Ainsi, l'entrepreneur s'éloignera de ses équipes et risque d'être déçu de ses attentes d'investissements si ses recherches n'aboutissent pas, "raison pour laquelle il ne faut pas chercher à lever trop tôt et qu'il faut même repousser ce type d'opération au plus tard " souligne Guilhem Bertholet. Reste à l'entrepreneur d'avoir une vision claire sur ses objectifs de développement et des ressources dont il aura besoin pour envisager une levée de fonds au bon moment, c'est à dire quand il dispose d'un prototype de son produit et qu'il a commencé à conquérir son marché.

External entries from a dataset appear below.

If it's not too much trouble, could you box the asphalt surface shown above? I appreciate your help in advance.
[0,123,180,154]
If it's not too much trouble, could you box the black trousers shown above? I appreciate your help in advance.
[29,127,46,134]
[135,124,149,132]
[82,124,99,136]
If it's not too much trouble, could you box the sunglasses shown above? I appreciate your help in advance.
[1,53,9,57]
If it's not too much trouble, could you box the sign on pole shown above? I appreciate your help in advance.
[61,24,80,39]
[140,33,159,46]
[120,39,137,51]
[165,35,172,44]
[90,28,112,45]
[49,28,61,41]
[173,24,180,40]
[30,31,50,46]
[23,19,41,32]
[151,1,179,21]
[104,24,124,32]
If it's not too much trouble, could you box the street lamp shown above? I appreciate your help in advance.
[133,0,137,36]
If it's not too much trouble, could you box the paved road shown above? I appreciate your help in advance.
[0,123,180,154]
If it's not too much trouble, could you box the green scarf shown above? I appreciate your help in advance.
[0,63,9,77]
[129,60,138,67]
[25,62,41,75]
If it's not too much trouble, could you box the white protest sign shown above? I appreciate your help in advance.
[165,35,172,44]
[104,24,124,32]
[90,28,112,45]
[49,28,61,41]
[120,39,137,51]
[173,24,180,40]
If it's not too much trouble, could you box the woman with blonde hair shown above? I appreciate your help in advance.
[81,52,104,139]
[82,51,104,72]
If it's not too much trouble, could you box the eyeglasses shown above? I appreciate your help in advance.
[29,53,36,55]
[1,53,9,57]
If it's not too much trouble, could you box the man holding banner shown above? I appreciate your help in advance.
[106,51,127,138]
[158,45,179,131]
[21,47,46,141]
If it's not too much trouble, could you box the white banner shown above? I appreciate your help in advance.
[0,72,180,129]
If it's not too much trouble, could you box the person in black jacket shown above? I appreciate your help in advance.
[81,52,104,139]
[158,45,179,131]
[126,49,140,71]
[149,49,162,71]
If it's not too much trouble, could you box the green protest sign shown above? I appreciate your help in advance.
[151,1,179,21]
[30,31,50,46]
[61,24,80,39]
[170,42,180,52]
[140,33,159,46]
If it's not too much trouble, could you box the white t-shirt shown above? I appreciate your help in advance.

Dilution de capital : un risque managérial


pascal mercier, managing partner chez assya corporate finance
Pascal Mercier, managing partner chez Assya Corporate Finance © S. de P. Assya Corporate Finance

A l'évidence, la levée de fonds aura pour première conséquence de réduire l'intéressement des entrepreneurs dans leur start-up. Pour Pascal Mercier, spécialisé dans le conseil en levée de fonds et associé chez Assya Corporate Finance "ces dilutions sont généralement comprises entre 20 et 30% du capital et impliquent a fortiori un pacte d'actionnaires, donc des obligations de sorties pour l'investisseur qui va avoir de fortes attentes auprès d'un entrepreneur qui dirige une société dans laquelle il a investi". Outre les attentes en termes de revenus, ces objectifs iront même jusqu'à imposer une future cession au dirigeant de la start-up. "Lors de chaque bulle, comme en 2006 et 2007, beaucoup de sociétés ont levé trop d'argent par rapport à l'état de développement d'un produit alors que leur modèle économique n'était pas encore prouvé". Résultat : certaines start-up n'ont pas survécu et les investisseurs n'ont pas assuré leurs objectifs. Il peut également arriver un moment où l'entrepreneur n'est plus entrepreneur et répond aux décisions de ses actionnaires tel un salarié lambda.

L'exemple Alinka :

antoine brenner et benjamin lévy, fondateurs d'alinka et de gymglish
Antoine Brenner et Benjamin Lévy, fondateurs d'Alinka et de Gymglish © S. de P. Gymglish

Avant de fonder Gymglish, une start-up indépendante qui commercialise un outil d'e-learning pour apprendre l'anglais, Antoine Brenner et Benjamin Levy avaient créé une société baptisée Alinka qui fournissait un logiciel de clustering Linux. "Nous avons levé deux millions de francs en 2000 comme tout le monde auprès de business angels alors que nous étions déjà rentables. Puis nous avons été approchés par une spin-off de Bull pour devenir sa filiale après une augmentation de capital de dix millions de francs". Reste que les deux entrepreneurs ont très vite perdu toute capacité de décision pour finir par démissionner deux ans plus tard : "La société est restée rentable tout ce temps sur une partie de son activité. Nous avons subi une épreuve humaine très difficile au cours de laquelle nos actionnaires nous ont imposé des pratiques loin de nos conceptions professionnelles". Bilan : les entrepreneurs ont attaqué leur maison mère en justice avant de faire un break, puis de fonder Gymglish qui, "pour des raisons d'épanouissement professionnel et personnel, restera indépendante même si lever des fonds pourrait accélérer notre développement".


Une perte de temps

Si une recherche de fonds qui fonctionne permettra de gagner du temps dans le développement d'une société, cette dernière pourra nécessiter "jusqu'à une personne à plein temps de quatre à six mois" note Guilhem Bertholet. Autant donc disposer d'un business plan sur le long terme pour ne pas avoir à retourner travailler sa copie après les premières rencontres avec des investisseurs. "Il faut donc prendre tout son temps car le risque est que l'augmentation de capital soit réalisée soit trop tôt, soit pour de mauvaises raisons, comme par exemple un modèle pas assez mature" précise Guilhem Bertholet. Charge également aux entrepreneurs de choisir de passer par un leveur professionnel, qui se rémunérera en fonction du montant levé.